How do you sell the benefits of returning to work in the city?
I talked to a partner in a law firm who said their young people want to come back to the office because they learn from people in a stimulating environment, rather than sitting at home by themselves. You can't put too high a value on face-to-face contact and the influence that has on innovation and idea generation.
And living in the city?
The number of people living here has been growing in recent years – in 2013, there were only 31,000. That growth, to nearly 40,000, has been linked to the growth in employment over the decade. It's vitally important to have a city centre that is good to live in as well as do business in and commute to.
Complacency about mask wearing and use of the Covid tracker app has been growing since the more-relaxed level 1 – what's your position on those?
It is sensible to use masks on public transport and I am interested in the Bluetooth [Covid card] trial. Only one in six people were scanning in with the app when a couple of million have downloaded it; we need to know we have the best-possible system. For our recovery, we have to know we can have traffic across the border and manage this.
What's going on regarding the roadworks in the city that are disruptive and making the city unattractive?
We think there needs to be a change in how roadworks are managed and we are talking to the council about it. We support the City Rail Link, but its above-ground management is important, as is how we support affected businesses. I am also keen to see collaboration and dialogue across central and local government and organisations like ours. We need to make our city attractive. Domestic tourism – for example, people coming for the America's Cup – is important for recovery. The first races are in mid-December and many of the road cones around the waterfront will be gone, followed by more by Christmas and others in time for the later races.
Are you concerned about empty commercial and retail spaces in the CBD?
Yes, we're getting a few empty tenancies, and one of the things we're keen to do is use them for pop-ups for artists and so on. During the second lockdown, I heard from one business about a fabulous sculptor, and it was suggested that it would be great for him to be sculpting in one of these otherwise-empty spaces. There was an ideal place in High St for his wonderful exhibition of pounamu. It was a beautiful setting. It was very moving: at 7 am on a Saturday, we had a lovely blessing from Ngāti Whātua, and Anton Forde, the artist, spoke.

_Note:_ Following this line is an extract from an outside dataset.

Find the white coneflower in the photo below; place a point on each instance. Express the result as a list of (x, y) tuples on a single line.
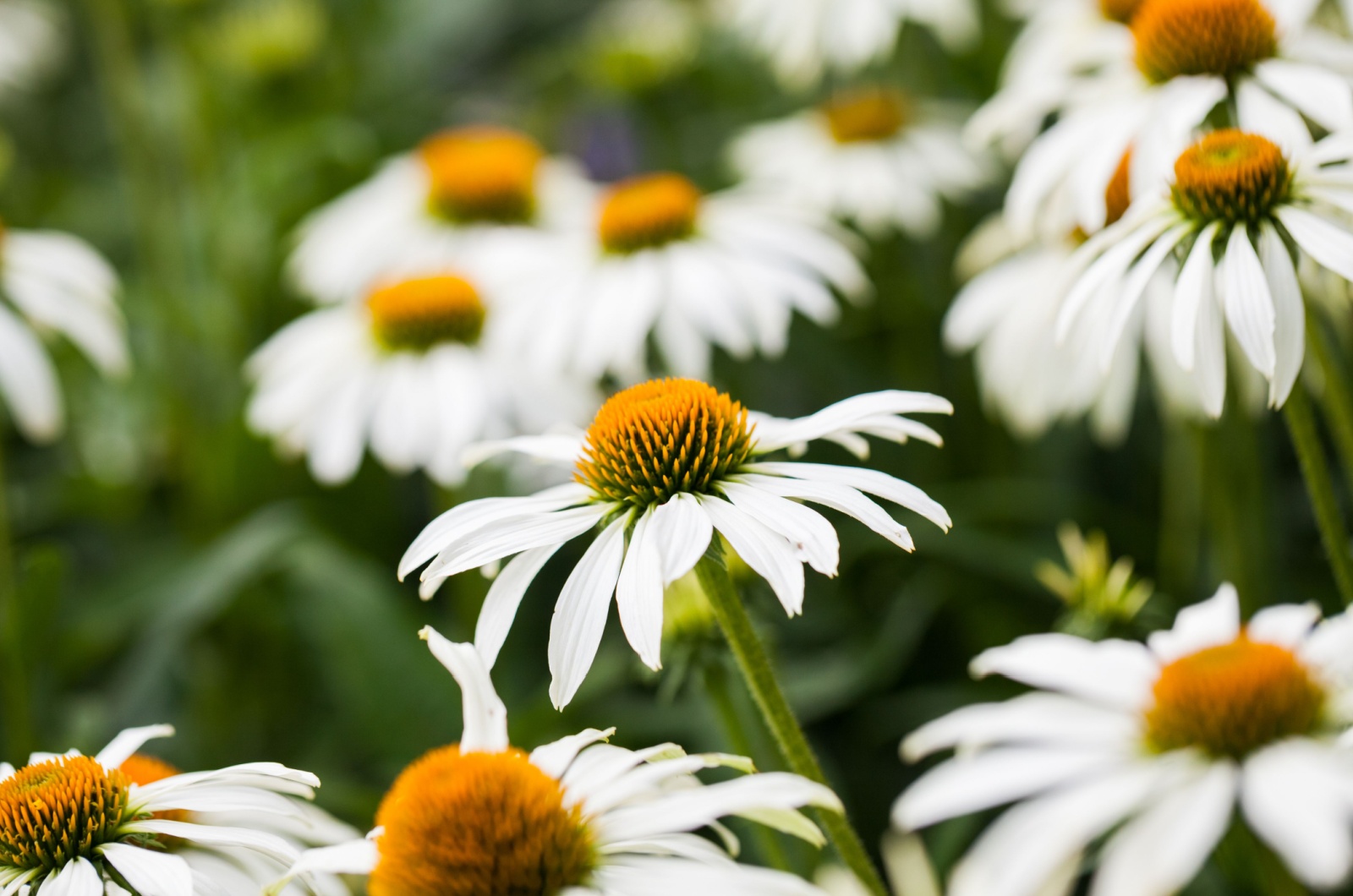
[(53, 283), (464, 193), (870, 155), (1235, 202), (79, 826), (1152, 747), (804, 40), (578, 817), (412, 373), (662, 467), (654, 256)]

You're a frequent writer of op-eds on the state of Auckland, and a recurring theme is the need for strong leadership. Have you been asked to stand for the mayoralty?
I have been asked, but I love my job and there is more to achieve. We are not a political organisation, so I just want to be able to work with the new Government and Auckland Council constructively to get the best result.
What do you do when you're not working?
I haven't had much time off work for a while, but I like to walk. We used to love travelling but haven't done much of that because there hasn't been much downtime for quite a while. But I do love meeting friends and I like reading. I read books that take me to the places I have been to and loved and places I hope to visit some time. I now travel around the world through my books.